Squid secured $6 million in a funding round led by Ripple and North Island Ventures. The cross-chain platform has been building infrastructure that lets users move assets between blockchains without the usual friction. Now they're taking that technology and wrapping it in something retail users might actually touch.

Squid is preparing to launch a consumer product aimed at making crypto asset access and management easier, according to Fig's statement to The Block. The details are thin, but the direction is clear: take the plumbing and put a faucet on it that normal people can turn.

"Cross-chain infrastructure is only as valuable as the number of people who can use it without thinking about it."

Ripple's involvement here is the interesting part. This is a company that spent years fighting the SEC to establish that its token wasn't a security. That fight shaped how institutional players think about crypto compliance.

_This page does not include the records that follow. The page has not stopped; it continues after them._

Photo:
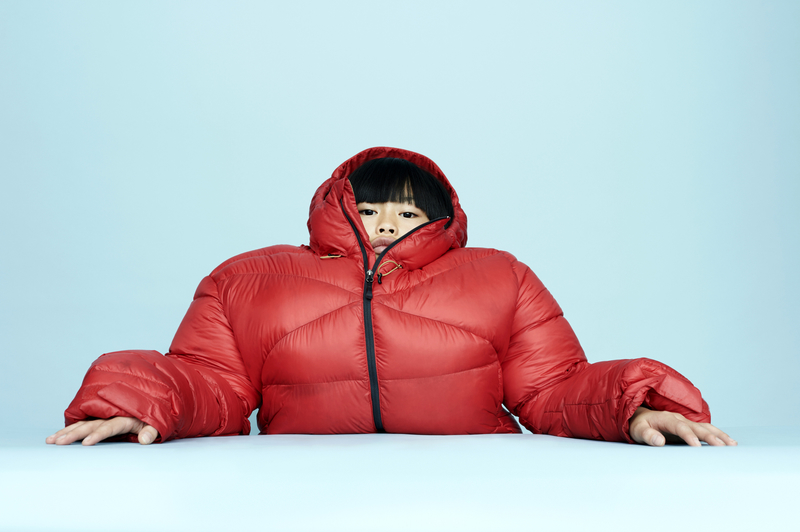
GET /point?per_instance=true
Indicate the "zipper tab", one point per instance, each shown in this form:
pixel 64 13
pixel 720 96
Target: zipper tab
pixel 368 286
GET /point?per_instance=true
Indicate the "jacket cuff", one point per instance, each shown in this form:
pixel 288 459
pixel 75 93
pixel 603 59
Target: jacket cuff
pixel 649 383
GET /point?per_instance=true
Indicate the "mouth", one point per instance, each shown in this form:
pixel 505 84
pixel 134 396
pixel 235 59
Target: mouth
pixel 381 243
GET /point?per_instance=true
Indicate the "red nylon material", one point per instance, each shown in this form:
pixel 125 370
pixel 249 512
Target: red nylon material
pixel 460 333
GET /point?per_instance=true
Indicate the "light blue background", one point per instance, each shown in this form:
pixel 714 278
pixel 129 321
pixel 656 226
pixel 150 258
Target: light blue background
pixel 642 158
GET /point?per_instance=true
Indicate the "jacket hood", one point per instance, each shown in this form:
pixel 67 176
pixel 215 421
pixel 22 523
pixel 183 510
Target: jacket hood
pixel 333 218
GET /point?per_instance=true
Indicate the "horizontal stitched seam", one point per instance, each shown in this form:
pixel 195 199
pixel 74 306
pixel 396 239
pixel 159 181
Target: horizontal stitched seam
pixel 538 323
pixel 316 383
pixel 133 375
pixel 433 320
pixel 578 404
pixel 293 276
pixel 460 264
pixel 279 340
pixel 442 375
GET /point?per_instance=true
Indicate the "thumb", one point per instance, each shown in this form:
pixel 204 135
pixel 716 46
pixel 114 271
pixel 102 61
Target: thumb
pixel 147 435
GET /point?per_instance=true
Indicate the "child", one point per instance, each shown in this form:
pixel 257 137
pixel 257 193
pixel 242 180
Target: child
pixel 385 322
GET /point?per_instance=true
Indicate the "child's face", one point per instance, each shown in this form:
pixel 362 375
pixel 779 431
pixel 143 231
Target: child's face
pixel 386 222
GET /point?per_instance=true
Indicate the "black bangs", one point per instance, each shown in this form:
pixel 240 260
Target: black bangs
pixel 401 181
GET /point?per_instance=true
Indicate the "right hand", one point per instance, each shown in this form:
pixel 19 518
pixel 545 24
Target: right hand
pixel 98 430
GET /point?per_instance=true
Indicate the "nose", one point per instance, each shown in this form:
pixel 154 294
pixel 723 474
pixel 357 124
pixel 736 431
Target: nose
pixel 387 226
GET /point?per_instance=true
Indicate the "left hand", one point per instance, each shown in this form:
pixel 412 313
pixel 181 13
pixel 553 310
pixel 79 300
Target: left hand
pixel 656 428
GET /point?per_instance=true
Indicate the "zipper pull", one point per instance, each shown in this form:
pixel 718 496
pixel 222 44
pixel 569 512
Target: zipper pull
pixel 368 288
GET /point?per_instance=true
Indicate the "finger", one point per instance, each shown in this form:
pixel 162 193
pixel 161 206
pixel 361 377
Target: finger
pixel 719 435
pixel 685 432
pixel 78 432
pixel 109 428
pixel 147 435
pixel 52 438
pixel 652 437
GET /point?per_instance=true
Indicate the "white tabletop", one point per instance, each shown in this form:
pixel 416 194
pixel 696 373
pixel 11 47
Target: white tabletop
pixel 400 482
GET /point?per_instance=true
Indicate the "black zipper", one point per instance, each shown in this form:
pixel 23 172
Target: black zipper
pixel 369 333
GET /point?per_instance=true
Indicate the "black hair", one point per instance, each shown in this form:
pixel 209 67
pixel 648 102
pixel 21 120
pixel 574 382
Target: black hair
pixel 401 181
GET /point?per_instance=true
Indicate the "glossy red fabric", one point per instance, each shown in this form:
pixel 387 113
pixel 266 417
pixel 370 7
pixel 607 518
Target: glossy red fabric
pixel 459 333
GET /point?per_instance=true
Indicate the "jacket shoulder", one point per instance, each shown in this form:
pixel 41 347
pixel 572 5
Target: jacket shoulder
pixel 249 259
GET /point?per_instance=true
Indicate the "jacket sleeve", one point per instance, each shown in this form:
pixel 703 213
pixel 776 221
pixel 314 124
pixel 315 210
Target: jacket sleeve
pixel 200 388
pixel 551 387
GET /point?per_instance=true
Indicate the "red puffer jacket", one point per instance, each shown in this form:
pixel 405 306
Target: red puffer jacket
pixel 434 340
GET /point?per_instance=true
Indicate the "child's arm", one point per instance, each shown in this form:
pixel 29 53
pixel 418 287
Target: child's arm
pixel 552 388
pixel 200 388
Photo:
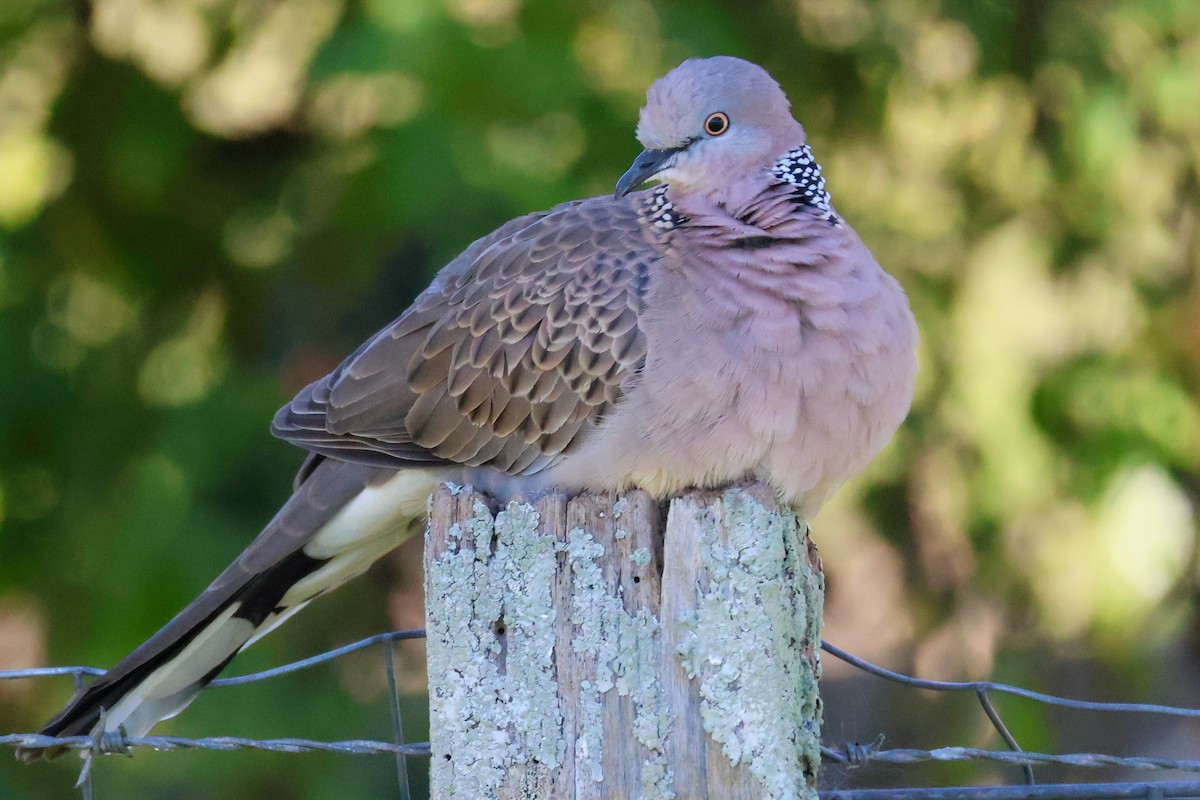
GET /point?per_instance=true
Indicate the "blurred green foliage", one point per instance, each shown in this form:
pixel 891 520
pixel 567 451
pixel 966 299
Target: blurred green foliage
pixel 204 204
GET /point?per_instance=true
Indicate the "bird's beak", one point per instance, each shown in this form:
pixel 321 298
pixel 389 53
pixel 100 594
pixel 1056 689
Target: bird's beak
pixel 646 166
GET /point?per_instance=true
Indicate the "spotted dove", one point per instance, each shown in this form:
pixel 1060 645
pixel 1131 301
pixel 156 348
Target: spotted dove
pixel 726 324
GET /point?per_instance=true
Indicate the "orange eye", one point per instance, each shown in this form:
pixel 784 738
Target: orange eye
pixel 717 124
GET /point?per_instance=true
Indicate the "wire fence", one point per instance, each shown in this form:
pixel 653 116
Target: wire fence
pixel 850 755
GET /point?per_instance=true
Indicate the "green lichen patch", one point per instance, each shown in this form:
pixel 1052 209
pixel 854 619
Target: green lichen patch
pixel 622 647
pixel 487 716
pixel 753 645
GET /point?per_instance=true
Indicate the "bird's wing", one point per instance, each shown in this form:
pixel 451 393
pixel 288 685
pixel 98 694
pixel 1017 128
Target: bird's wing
pixel 517 348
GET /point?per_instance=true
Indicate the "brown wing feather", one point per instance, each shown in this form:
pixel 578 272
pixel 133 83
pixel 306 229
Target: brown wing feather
pixel 519 347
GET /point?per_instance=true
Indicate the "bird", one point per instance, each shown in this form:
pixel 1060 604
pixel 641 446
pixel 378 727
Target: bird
pixel 725 324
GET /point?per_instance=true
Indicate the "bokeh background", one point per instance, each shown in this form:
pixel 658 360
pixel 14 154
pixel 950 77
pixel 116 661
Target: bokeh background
pixel 204 204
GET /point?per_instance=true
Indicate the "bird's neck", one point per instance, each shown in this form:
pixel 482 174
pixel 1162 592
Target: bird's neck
pixel 792 188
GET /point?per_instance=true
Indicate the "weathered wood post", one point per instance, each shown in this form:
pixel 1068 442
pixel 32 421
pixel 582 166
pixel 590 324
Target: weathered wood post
pixel 597 648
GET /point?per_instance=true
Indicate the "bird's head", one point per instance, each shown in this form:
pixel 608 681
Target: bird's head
pixel 711 122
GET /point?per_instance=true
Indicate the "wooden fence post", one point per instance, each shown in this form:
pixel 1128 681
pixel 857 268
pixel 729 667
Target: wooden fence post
pixel 597 648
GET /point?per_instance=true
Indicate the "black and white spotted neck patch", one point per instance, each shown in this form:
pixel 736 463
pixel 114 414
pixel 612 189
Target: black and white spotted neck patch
pixel 802 170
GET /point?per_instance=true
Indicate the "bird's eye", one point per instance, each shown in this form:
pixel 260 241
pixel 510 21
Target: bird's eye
pixel 717 124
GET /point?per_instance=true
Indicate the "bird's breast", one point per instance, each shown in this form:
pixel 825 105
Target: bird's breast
pixel 750 374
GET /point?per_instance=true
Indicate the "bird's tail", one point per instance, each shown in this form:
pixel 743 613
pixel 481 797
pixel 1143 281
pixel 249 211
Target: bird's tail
pixel 340 521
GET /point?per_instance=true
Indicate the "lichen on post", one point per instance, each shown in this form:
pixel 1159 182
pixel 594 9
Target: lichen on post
pixel 605 647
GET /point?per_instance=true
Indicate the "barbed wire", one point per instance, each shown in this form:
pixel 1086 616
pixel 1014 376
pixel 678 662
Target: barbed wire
pixel 850 755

Now Ripple is backing infrastructure that could make cross-chain movement standard practice:

  • Ripple brings legitimacy to interoperability plays in the eyes of risk-averse institutions
  • North Island Ventures adds strategic capital from investors who understand Web3 infrastructure bets
  • The $6 million round is modest by 2021 standards but meaningful in 2026's more selective funding environment

The consumer angle matters because most cross-chain tools still assume you know what a bridge is, why gas fees vary, and which network your assets live on. If Squid can abstract that away, they're not just building infrastructure, they're building adoption.

The Implication

Watch what Squid ships next. If the consumer product makes cross-chain movement invisible, it changes how people think about "which blockchain" they're using. That's the precondition for mainstream crypto adoption: users who don't care about the rails, just the destination.

For builders, this signals where smart money is going. Not just to individual chains, but to the connective tissue between them. If you're building on one blockchain and ignoring interoperability, you're building on an island.